The ocre stones that I ground to colour this fish are from my large collection of found stones.
This is the ocre that the Australian aboriginals have used throughout the centuries for hand printing in caves and rock painting.

Monday, March 14, 2011

Bobo Bacon






This portrait is painted by John Pearson channeling Bobo to paint in the style of Francis Bacon.  
Here is the  website for more of Bobos self portraits.

Monday, March 7, 2011

Read my hands


Artist hands cast in Plaster of Paris. Painted with metallic acrylic paint.
Right hand: 10cm x 16cm x 2cm (on left in the photograph)
Left hand: 9cm x 14cm x 4cm  (on right in the photograph)
This is the landscape of my hands.

Monday, February 28, 2011

Fleas rule.


 Did you know water-fleas have more genes than humans? 5 millimeters long, the water flea packs in more genes than any species yet sequenced.
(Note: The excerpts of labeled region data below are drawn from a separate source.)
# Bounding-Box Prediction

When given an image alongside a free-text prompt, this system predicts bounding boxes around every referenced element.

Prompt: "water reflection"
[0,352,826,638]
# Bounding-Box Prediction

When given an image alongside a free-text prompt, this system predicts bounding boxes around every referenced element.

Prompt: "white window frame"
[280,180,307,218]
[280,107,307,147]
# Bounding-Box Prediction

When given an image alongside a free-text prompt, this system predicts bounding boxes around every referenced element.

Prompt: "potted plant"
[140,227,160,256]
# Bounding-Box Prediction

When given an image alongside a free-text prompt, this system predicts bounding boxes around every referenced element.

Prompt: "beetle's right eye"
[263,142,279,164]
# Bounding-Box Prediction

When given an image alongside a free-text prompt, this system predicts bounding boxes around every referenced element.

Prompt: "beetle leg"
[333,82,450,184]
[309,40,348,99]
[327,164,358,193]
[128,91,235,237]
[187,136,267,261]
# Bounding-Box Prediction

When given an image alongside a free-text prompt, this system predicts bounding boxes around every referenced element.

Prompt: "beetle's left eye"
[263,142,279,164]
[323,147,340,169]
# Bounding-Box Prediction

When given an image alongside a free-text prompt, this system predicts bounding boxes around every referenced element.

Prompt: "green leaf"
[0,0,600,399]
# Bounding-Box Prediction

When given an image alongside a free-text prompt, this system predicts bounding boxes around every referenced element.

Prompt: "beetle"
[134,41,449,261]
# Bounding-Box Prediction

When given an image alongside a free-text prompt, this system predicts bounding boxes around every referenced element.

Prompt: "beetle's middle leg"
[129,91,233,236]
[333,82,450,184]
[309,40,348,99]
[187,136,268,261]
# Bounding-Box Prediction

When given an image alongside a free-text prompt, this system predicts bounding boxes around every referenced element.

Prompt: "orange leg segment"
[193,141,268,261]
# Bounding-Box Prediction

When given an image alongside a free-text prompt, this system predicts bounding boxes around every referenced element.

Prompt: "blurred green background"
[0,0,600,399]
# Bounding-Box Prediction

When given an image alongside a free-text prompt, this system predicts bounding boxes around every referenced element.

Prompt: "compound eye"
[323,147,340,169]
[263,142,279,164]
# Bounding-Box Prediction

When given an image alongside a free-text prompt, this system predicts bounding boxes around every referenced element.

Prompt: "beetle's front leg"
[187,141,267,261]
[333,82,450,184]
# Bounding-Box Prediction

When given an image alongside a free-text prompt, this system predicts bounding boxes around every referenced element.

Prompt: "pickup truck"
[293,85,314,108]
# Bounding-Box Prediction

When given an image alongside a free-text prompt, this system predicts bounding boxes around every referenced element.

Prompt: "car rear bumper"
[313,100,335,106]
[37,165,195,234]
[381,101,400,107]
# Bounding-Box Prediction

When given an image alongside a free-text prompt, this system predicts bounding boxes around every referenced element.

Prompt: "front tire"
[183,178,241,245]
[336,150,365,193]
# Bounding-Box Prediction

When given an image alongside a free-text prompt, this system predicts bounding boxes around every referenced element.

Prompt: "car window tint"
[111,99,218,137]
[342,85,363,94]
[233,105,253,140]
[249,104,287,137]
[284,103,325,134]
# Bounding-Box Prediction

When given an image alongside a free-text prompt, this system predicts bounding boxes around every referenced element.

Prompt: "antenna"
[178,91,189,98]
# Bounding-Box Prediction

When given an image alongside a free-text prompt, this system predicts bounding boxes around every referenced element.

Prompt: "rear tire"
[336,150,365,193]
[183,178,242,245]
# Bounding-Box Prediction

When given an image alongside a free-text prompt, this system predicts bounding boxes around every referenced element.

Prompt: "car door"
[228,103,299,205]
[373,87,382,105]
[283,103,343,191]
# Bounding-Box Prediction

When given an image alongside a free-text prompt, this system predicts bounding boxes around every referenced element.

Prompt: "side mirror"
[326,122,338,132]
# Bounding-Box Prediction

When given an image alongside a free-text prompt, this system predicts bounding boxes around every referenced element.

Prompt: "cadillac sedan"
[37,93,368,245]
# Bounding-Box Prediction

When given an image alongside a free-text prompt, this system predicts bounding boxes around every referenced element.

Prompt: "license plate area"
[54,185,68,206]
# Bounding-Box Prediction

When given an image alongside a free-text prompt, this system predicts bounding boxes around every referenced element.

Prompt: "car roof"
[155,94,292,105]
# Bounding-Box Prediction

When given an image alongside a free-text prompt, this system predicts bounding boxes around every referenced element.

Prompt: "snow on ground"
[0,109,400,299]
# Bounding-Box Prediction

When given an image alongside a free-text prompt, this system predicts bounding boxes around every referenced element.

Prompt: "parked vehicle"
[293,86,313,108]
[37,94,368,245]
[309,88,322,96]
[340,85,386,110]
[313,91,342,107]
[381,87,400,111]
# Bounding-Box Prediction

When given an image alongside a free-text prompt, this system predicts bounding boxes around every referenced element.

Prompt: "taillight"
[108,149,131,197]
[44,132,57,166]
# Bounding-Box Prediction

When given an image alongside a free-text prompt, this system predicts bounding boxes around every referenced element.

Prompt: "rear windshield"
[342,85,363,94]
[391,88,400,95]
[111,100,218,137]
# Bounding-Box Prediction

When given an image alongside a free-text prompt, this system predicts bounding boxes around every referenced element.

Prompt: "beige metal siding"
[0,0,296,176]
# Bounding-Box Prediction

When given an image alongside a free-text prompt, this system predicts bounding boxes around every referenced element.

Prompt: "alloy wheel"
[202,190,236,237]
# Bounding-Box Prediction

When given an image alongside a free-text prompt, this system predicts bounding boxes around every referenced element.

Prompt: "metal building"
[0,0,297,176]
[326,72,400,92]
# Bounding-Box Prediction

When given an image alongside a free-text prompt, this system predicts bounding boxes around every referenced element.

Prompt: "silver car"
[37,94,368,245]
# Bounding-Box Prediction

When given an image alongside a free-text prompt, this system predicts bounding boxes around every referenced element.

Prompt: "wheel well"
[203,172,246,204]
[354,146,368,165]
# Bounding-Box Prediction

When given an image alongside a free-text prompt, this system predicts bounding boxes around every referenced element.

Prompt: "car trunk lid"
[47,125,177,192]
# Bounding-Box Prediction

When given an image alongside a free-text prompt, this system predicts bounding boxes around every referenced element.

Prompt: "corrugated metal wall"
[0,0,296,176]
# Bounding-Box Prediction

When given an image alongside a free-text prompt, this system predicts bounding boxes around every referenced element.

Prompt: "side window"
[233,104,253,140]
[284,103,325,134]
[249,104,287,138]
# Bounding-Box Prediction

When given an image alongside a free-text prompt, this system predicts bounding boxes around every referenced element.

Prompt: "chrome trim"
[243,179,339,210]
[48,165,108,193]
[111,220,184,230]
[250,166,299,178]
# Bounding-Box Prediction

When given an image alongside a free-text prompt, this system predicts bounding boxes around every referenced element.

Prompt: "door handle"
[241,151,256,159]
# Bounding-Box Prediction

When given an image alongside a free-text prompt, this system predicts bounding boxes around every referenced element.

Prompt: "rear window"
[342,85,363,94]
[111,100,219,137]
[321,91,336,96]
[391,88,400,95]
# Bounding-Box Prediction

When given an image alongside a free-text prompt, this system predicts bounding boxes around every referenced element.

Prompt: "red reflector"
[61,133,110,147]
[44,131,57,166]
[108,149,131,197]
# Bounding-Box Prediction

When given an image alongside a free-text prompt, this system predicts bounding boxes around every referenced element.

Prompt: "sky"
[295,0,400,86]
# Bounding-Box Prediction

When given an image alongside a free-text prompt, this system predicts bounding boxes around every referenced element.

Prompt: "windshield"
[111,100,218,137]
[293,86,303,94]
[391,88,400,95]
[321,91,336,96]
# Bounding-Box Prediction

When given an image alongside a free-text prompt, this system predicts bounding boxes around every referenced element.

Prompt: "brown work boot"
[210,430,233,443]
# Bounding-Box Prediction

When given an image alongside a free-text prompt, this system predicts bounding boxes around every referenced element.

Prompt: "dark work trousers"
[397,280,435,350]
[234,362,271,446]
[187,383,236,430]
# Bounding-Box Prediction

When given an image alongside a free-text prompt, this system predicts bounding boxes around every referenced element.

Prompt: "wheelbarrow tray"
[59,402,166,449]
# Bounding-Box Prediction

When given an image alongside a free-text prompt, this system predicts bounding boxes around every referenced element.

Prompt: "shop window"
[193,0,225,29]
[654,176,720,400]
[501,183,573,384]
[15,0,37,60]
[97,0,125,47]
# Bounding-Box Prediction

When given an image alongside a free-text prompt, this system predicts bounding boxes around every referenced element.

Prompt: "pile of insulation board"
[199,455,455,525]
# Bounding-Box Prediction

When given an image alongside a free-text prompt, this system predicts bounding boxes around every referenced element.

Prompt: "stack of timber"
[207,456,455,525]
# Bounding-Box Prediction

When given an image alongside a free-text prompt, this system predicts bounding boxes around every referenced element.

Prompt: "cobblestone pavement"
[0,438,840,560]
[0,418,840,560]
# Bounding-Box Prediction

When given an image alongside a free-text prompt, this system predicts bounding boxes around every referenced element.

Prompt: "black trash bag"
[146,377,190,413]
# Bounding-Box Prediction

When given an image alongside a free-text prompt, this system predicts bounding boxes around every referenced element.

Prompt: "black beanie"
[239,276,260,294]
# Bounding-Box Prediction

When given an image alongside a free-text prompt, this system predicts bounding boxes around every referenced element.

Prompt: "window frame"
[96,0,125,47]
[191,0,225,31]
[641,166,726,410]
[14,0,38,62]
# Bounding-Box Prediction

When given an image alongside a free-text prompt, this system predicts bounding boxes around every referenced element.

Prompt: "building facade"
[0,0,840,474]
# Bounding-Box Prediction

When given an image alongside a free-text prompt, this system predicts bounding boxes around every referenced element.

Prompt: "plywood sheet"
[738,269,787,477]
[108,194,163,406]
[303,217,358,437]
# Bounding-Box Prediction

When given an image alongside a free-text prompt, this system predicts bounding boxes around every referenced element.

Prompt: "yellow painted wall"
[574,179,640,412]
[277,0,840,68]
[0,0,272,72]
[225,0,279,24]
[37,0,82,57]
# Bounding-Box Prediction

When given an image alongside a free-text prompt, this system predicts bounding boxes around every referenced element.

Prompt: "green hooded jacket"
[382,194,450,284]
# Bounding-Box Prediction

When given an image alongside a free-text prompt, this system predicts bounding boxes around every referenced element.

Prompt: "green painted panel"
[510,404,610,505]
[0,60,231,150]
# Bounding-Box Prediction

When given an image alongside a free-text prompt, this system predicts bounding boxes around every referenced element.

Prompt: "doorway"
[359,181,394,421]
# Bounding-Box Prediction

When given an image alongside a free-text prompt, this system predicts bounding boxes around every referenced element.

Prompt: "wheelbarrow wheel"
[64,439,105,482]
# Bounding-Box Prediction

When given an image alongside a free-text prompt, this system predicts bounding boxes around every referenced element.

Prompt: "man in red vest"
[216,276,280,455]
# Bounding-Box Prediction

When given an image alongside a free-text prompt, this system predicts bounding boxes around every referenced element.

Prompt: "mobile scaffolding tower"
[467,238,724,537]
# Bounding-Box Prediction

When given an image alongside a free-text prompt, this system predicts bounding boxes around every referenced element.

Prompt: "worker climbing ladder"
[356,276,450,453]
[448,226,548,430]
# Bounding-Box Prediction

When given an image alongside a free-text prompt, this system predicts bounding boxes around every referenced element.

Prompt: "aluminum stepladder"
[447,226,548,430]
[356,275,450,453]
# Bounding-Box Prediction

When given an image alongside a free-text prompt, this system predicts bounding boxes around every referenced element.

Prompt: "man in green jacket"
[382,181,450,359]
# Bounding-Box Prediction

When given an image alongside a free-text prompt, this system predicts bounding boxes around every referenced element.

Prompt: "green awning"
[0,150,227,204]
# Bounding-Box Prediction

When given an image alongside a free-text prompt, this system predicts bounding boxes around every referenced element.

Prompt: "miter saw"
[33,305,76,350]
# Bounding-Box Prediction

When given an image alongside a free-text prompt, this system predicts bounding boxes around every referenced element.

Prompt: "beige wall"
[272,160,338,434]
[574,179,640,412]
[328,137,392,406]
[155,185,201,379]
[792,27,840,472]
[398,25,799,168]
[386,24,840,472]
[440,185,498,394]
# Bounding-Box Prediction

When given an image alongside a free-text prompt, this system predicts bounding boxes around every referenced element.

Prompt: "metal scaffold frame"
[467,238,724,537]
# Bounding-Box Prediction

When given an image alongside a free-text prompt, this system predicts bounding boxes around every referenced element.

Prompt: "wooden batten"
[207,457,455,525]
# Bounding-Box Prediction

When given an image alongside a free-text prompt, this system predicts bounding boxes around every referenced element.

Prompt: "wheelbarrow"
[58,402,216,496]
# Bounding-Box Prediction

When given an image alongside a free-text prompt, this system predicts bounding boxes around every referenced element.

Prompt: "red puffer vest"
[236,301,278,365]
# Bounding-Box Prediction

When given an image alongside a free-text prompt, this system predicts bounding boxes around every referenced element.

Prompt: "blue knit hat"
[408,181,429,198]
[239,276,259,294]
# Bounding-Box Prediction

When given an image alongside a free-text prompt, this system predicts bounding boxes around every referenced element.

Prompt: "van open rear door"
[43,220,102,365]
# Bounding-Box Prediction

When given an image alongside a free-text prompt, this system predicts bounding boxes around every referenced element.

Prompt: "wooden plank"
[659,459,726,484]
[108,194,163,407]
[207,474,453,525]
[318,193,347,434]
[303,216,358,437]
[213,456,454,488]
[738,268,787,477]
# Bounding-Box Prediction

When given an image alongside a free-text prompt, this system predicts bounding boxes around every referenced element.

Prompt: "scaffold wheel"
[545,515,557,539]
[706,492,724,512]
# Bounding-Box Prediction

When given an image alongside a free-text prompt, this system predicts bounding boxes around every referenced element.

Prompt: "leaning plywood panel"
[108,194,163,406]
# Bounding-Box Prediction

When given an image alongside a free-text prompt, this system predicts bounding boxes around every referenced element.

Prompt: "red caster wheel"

With 30,907 genes, Daphnia pulex has at least 5,000 more than humans!
Many newly evolved to help the fleas combat climatic changes and pollutants.

(New Scientist, January 22, 2011)

We can't do that can we?

Image from this fantastic website.

Slime mould and lettuce.

These days and times people seem to have many eating problems.
Where does one draw the line between what we can or cannot eat on moral and philosophical grounds, pretentious allergies or maybe just wimpy?

I used to point out that no one thinks about the lettuce.
It's ripped out of the ground before it's had a chance to have babies.
Just because we cannot see their tears.....

As I was cleaning the bath with Ajax a new dilemma occurred to me. I am killing the happy farming slime moulds (or social Amoebas, as biologists now prefer to call them.)

Is there anything left that we can eat or kill when even a single celled creature is of such higher significance in the universe?

Monday, February 21, 2011

SINGLE CELL AMOEBAS FARM




Slime moulds have added another skill to their impressive resume. They practice a primitive form of farming.

Slime moulds - or social amoebas, as biologist now prefer to call them - have been shown to find the shortest route through mazes and pick the most nutritious food from a buffet.

As single cells grazing on bacteria. When food is scarce, the amoebae clump together to migrate to better feeding grounds, and reproduce by forming a capsule full of spores.

Debra Brock of Rice University in Houston, Texas, noticed that a third of the strains always packaged bacteria along with their spores in the capsule. (Nature, DOI: 10.1038/nature09668).

This means they can "seed" a food crop when they colonize a new habitat.
"The farmers" even stop feeding before all the bacteria are gone to ensure there are some left to store as seed.

In contrast, the non farmers keep feeding to the bitter end, leaving no bacteria to package.